How it starts
This pet project started from a desire to track what my daughter’s doctors were prescribing her. My daughter Hayoon spent most of her days in daycare and would often end up catching various viruses or developing skin issues. Sometimes she needed to visit the doctor once or twice each week. In Korea, it is incredibly easy to and convenient to visit any doctor or clinic of your choice, but there is never enough time to deeply consult with medical professionals concerning the health issues that brought you in for their care. Each time we left the doctor’s office with a new prescription and I began to wonder exactly what kind of medicine was being prescribed. Even though I asked the doctors to share my daughter’s EMR data with me, I could not get them to share a digital version, so I needed to collect all of her paper prescriptions and type them into a spreadsheet by hand.
Questions
-
What diseases were afflicting her?
-
What medicines were being prescribed?
-
What are the trends in medicine type and amount?
Procedures of Visual information
I collected all medication prescriptions and analyzed the data to see what the relation was between disease codes and medications prescribed. I first collected the data by hand then analyzed and visualized them with R programming.
The project led me through the whole process of data analysis from collecting raw data, processing the data for analyzing, actual analysis and visualization. It encouraged me to join an R community and study statistics and R programming language.
Also, this personal project revealed to me the issue of health autonomy and medical data ownership when I was not allowed to access to my own daughter’s medical data. It showed me the true value of data, and led me to believe the individual should have some rights over it. It beckons me to learn more about the data market and data technology of the healthcare industry. It even led me to learn more about medical data saving controversies that erupted in Korea and about an uptick in medicinal overdoses due to “medical shopping”.
Data collection
Whenever one gets a prescription in Korea, they are always presented with two copies. One is for the patient and the other is for the drug store. I collected almost a year’s worth of paper prescription from my daughter’s doctor visits and transcribed the data into a spreadsheet.
I used ten variables for column headers, with key variables being “disease code” and “medicine name” to verify the existence of a correlation.
Data wrangling and analysis
Making a chart requires knowledge of statistics, and making them attractive requires visual literacy and graphic skills. I chose R programming language so that I could use a diversity of charts to make beautiful visualizations. Using graphic tools to create charts is both slow and imprecise. By using R, I could become more familiar with statistics and programming at the same time.
Data visualization
Before compiling the data, I had no idea what to ask or suspect. While wrangling the data, questions began to arise like why a certain diagnosis occurred so frequently, or the different prescribing habits of each doctor. In making these charts, not only were trends revealed, but it also brought new thoughts and questions to mind, deepening my desire to learn more.
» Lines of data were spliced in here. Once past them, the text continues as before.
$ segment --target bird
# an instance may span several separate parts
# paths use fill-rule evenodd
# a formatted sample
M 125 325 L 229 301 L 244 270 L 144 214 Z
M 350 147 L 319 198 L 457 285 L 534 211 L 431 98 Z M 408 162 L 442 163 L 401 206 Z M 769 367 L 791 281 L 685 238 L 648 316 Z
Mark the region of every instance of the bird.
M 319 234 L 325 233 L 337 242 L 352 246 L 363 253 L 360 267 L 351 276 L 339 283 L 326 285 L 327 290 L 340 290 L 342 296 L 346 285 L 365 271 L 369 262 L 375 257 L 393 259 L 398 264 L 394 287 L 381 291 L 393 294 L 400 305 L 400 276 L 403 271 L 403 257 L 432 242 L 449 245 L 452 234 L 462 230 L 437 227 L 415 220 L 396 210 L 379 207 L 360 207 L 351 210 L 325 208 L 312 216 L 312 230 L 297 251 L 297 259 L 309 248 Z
Q. Which diseases were diagnosed?
Chart 01: Stacked Bar
Disease codes are selected by the doctor to prescribe medicine. In the patient prescription copy, there were two major disease codes. To find out what disease she had most often in a year, I made a stack bar chart: the x axis is disease code and the y axis is the number of times it appears. Disease codes are the combination of alphabet and numbers, I factorized them to make a bar chart. The graph shows how often each disease code occured.
Q. Which medications were prescribed for each disease code?
Chart 02: Bar, dodge
The positions were adjusted by dodging overlaps to the side. This makes it possible to more accurately know the type and dosage of drug prescribed by disease code classification.
Q. Which medications were prescribed the most?
Chart 03: Bar with monotone
The proper quantity could not be directly compared between different medications, so I utilized a ratio comparison. Also, there were 32 different medications; too many to simply convey information by assigning each medication a distinct color. An overload of colors would not help to differentiate between each medication. Using only one color was easier on the eyes, and I was able to differentiate between each one by adjusting the opacity. I used the color palette package to achieve this effect.
Q. What kind of medicine were prescriped per disease codes?
Chart 04: Grid Map
I decided to sort each medication by disease classification code. Each box represents a disease code combination by doctor per visit. Multi-panel plots looked better than one bar chart to compare disease codes.
Visual literacy
Disease codes are like blocks. The blocks can be combined with different codes for each doctor encounter. The graph below shows each code combination. For example, the code H6501 was diagnosed with J209, J459, and L2088 on different encounters. The density of color represents the number of medication administrations per day. The code H6501 represents otitis media and J209 is bronchitis. The graph shows that bronchitis was diagnosed several times that otitis media was also diagnosed.
The result
The most important takeaway from all this was that ordinary citizens do not have much right to own or use their own data. If people were able to easily access and browse their own data it would help them to be healthier and protect them from overprescription of medications. ​
Second, this exercise helped me to see data from different perspectives.
An idle curiosity moved me to learn R programming language to wrangling the data. It took more than a year to become versed in R. This personal project motivated me to learn R, and I have become more savvy at data analysis and data visualization because of it.